Morgan Davis is a living, breathing and articulately-speaking example of the relationship between blues and independance. Born in Detroit but making Canada his home for over 30 years, Davis is a firm believer in both his preferred form of musical expression as well as the way that the expression emerges from a sense of being true to one's self.

Red Deer Advocate...
Like the slender Mr. Davis himself this is stripped-down lean-sounding blues. The spot-light is squarely on Davis and he's up to it. His guitar is uncluttered, relying on bent notes and choked-off chords for expression rather than lightning runs.
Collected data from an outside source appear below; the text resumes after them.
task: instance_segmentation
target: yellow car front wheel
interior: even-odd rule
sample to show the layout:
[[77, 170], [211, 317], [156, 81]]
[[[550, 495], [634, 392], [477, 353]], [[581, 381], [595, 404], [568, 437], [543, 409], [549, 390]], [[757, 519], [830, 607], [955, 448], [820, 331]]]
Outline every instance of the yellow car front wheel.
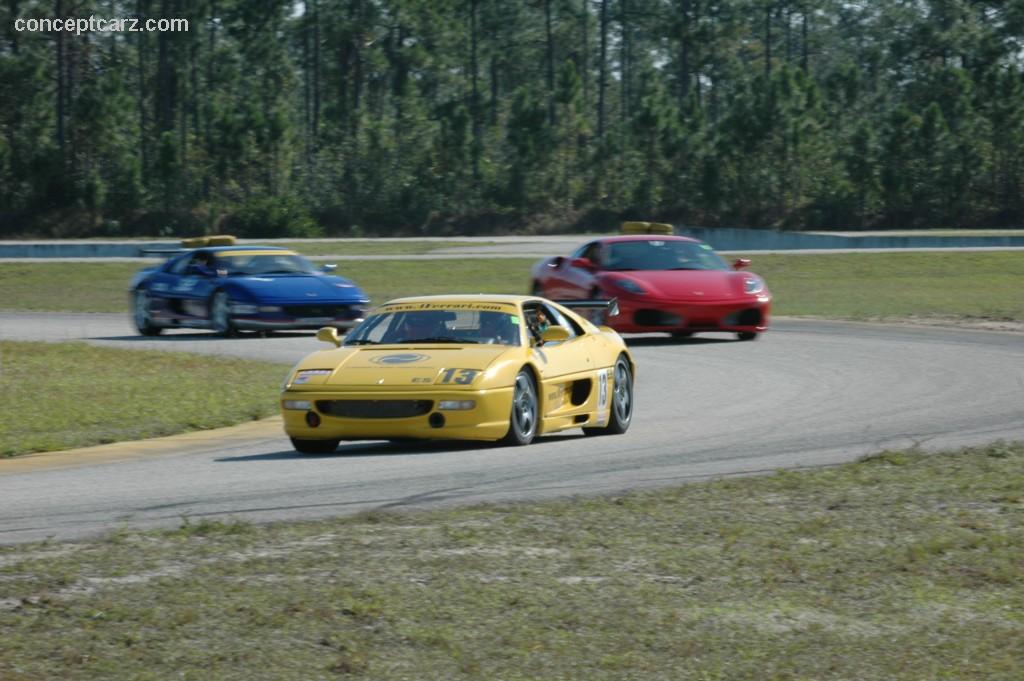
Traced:
[[537, 385], [533, 374], [522, 369], [516, 375], [512, 390], [512, 413], [509, 415], [508, 433], [502, 444], [528, 445], [537, 435], [537, 417], [540, 408], [537, 400]]

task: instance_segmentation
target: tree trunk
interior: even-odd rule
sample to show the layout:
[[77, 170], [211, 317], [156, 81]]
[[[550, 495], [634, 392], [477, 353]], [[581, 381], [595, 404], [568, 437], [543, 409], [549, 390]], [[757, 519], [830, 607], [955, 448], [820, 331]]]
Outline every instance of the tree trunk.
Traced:
[[320, 130], [320, 5], [313, 0], [313, 148]]
[[679, 99], [680, 108], [690, 96], [690, 0], [683, 0], [679, 21]]
[[622, 47], [620, 50], [620, 61], [622, 62], [620, 64], [620, 78], [622, 80], [622, 88], [620, 101], [622, 111], [619, 112], [619, 115], [623, 121], [627, 121], [629, 120], [630, 78], [633, 69], [633, 65], [631, 63], [633, 59], [633, 44], [630, 35], [629, 0], [622, 0], [620, 10], [619, 24], [622, 29]]
[[590, 108], [590, 10], [587, 8], [587, 0], [580, 0], [580, 39], [583, 49], [580, 52], [579, 71], [583, 81], [583, 106], [584, 110]]
[[[144, 21], [148, 7], [146, 0], [138, 0], [135, 5], [136, 15], [139, 21]], [[136, 33], [136, 46], [138, 48], [138, 110], [139, 110], [139, 158], [142, 164], [142, 184], [146, 184], [146, 176], [149, 171], [149, 109], [146, 106], [146, 68], [147, 68], [147, 35]]]
[[604, 92], [608, 85], [608, 2], [601, 0], [601, 53], [597, 65], [597, 136], [604, 137]]
[[804, 7], [803, 14], [801, 15], [800, 21], [800, 66], [803, 68], [804, 73], [807, 73], [808, 66], [808, 47], [807, 47], [807, 7]]
[[479, 0], [470, 0], [469, 3], [469, 114], [473, 120], [473, 181], [480, 180], [480, 84], [477, 74], [477, 41], [479, 40], [477, 26], [477, 8]]
[[[56, 1], [53, 9], [54, 17], [60, 19], [64, 16], [64, 7], [61, 0]], [[54, 43], [56, 49], [57, 67], [57, 147], [60, 150], [60, 163], [64, 165], [67, 158], [65, 149], [64, 115], [66, 111], [65, 97], [67, 96], [67, 82], [65, 80], [65, 53], [64, 53], [64, 31], [57, 31], [57, 40]]]
[[544, 37], [546, 46], [546, 72], [548, 84], [548, 124], [555, 124], [555, 40], [551, 31], [551, 0], [544, 0]]

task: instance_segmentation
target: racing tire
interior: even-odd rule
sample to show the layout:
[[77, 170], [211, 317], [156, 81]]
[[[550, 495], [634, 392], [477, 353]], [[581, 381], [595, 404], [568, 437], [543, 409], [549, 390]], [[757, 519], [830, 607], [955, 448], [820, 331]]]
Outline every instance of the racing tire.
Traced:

His voice has a warm good-natured quality to it and his wry sense of humor and stinging guitar make for rewarding listening.

Whig Standard...
Davis runs a tight little trio where scarcely a note is wasted. The expansive and overly flashy style of some blues players is not for him.

Vancouver Sun...
If Colin James had stayed bluesy and signed with a small roots label like Stony Plain, he'd probably sound like Morgan Davis. Davis is in fact the Toronto blues guitarist who wrote the bluesiest cut on Colin's debut album, "Why'd You Lie".

The mix of blues and soul exhibited on Why'd You Lie gives you a clue as to what Davis is all about. He is a tasteful enough guitarist and a good singer, but his real strength is as a song writer. Roots fans take note.